DAM
1.5.6. Indexing
Here's a short overview about indexing (needs to be extended)
Detection of file changes
Using file checksums allows the detection of externally renamed file or other unexpected file changes.
Silent indexing
When a new file occurs in the File module it will be indexed silently and is available in the DAM instantly.
Auto indexing
Index setups can be created with the Media>Tools>Indexing Setup module and stored in folders to define the auto/silent indexing.
metaExtract services
The meta extract services are used to get meta data from different file types.
Selection trees for indexing time and file status
Two new selection trees allows the selection of files from the current status and the last indexing times.
Update status module
With the Tools>Update status module the whole index can easily be checked.
Cronjob script and module for configuration
A module for setting up an indexing configuration and a script
Mime Types and Media Types
While indexing DAM tries to detect which file type, mime type and media type the file has.
file type:
This is typically the same as the file suffix like
Examples: pdf, jpg,txt, ...
mime type:
The mime type is used to categorize file types.
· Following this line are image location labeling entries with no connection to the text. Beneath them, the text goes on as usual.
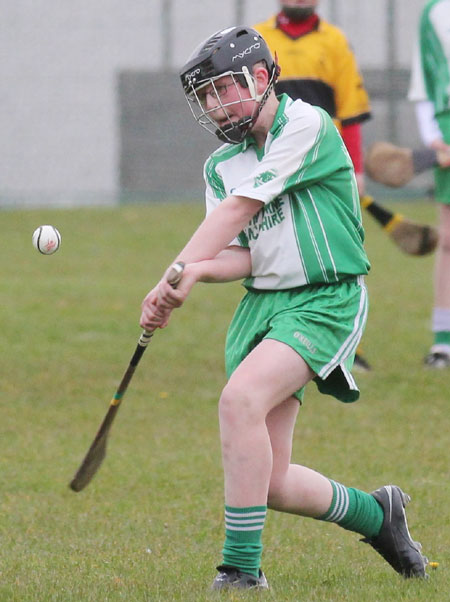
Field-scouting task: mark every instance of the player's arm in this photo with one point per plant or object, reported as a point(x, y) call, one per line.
point(233, 263)
point(212, 237)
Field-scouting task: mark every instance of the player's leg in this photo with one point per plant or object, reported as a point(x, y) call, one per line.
point(293, 488)
point(300, 490)
point(271, 373)
point(439, 356)
point(379, 516)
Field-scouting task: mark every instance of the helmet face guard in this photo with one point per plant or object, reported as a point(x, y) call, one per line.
point(231, 52)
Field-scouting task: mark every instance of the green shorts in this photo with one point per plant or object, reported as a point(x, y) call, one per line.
point(442, 176)
point(323, 323)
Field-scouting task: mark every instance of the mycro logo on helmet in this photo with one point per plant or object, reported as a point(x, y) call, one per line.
point(192, 74)
point(249, 50)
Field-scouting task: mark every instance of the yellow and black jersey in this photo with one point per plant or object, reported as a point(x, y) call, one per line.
point(320, 68)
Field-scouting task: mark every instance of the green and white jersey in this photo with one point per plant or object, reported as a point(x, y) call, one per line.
point(309, 230)
point(430, 76)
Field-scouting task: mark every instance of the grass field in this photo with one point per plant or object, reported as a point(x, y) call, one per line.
point(149, 527)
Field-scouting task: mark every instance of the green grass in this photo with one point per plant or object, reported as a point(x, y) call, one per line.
point(149, 527)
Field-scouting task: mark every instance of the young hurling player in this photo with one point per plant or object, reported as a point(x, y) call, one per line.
point(283, 213)
point(319, 66)
point(430, 90)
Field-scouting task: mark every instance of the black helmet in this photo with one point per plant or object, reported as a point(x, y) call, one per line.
point(234, 52)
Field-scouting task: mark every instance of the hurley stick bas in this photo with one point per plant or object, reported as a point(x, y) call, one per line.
point(412, 238)
point(97, 450)
point(395, 166)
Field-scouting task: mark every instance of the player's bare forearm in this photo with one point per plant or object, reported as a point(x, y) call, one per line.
point(219, 228)
point(233, 263)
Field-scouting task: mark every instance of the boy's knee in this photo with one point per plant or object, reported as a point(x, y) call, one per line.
point(237, 407)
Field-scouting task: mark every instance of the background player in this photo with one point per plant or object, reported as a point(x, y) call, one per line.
point(318, 66)
point(283, 213)
point(430, 90)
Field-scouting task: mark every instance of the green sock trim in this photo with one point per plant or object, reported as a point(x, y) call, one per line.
point(442, 337)
point(354, 510)
point(243, 530)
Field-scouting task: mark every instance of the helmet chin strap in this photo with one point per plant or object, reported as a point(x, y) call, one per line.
point(235, 132)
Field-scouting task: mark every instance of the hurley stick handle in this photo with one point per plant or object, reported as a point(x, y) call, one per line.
point(174, 276)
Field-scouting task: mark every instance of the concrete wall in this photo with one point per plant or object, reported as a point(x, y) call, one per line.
point(64, 99)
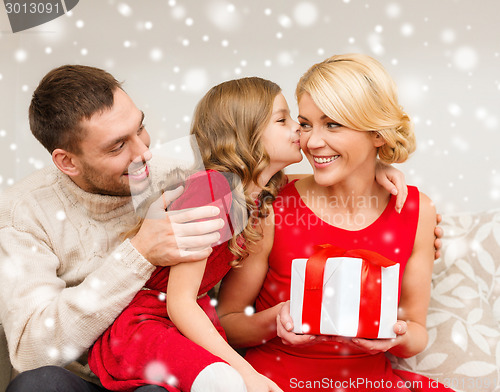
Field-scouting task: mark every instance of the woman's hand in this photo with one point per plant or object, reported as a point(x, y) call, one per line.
point(256, 382)
point(375, 346)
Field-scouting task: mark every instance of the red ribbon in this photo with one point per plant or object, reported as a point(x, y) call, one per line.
point(370, 293)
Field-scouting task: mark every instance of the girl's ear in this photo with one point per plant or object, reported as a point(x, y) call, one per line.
point(378, 140)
This system is widely used but is very technical.
Examples: image/jpeg, audio/x-mpeg, application/pdf
media type:
This DAM categorization overlaps with mime types but tries to be more human orientated.
Following media type categories are used in DAM:
undefined
text
image
audio
video
interactive (interactive media like flash)
service (reference to a service: URL)
font
model (3D model)
dataset (data like spreadsheets or database files)
collection (archives like zip)
software (executable binaries)
application (files that can't be handled without specific software in any way)
An excerpt of the mime type list (http://www.iana.org/assignments/media-types/) is used in DAM. Unfortunately is that list not exactly what is intended for DAM. For example 'pdf' is defined there as
application/pdf
and not as
text/pdf
Technically this may be correct but from a categorization like DAM use one would expect it of type 'text'. And that's how DAM has an additional internal list defined. Btw. Open Document formats are also defined as application/* in the mime type list not text.
Detecting the types
Here's how media/mime type detection works (example.pdf):
- Get the file extension, This is 99.999% correct in my eyes so I trust this information: 'pdf'
- If we have a file extension use an internal array to get a mime type for: application/pdf
- if the internal list does not know the type mime_content_type() is used to get a mime type. Now the detection depends on the servers setup. The mime type list is used by different applications like the webserver (apache) for example. Often there's a shared mime type list, but not always. So mime_content_type() is not reliable. That's why an own list is used.
- if we still don't have a mime type or there's no file extension use the 'file' command to detect these
Now following types are known
file_type = pdf
file_mime_type = application
file_mime_subtype = pdf
An internal array is used to get the media type (text, image, ...) for a file type. This overrides the mime type and makes from an pdf of file_mime_type 'application' the media_type 'text'. If that fails the file_mime_type is used.
Customization
The following function can be used to define new types.
tx_dam::register_fileType()
That way the internal lists can be customized easily by own extensions.
The internal arrays itself are located in dam/lib/tx_dam_types.php and can be modified too but may change in the future.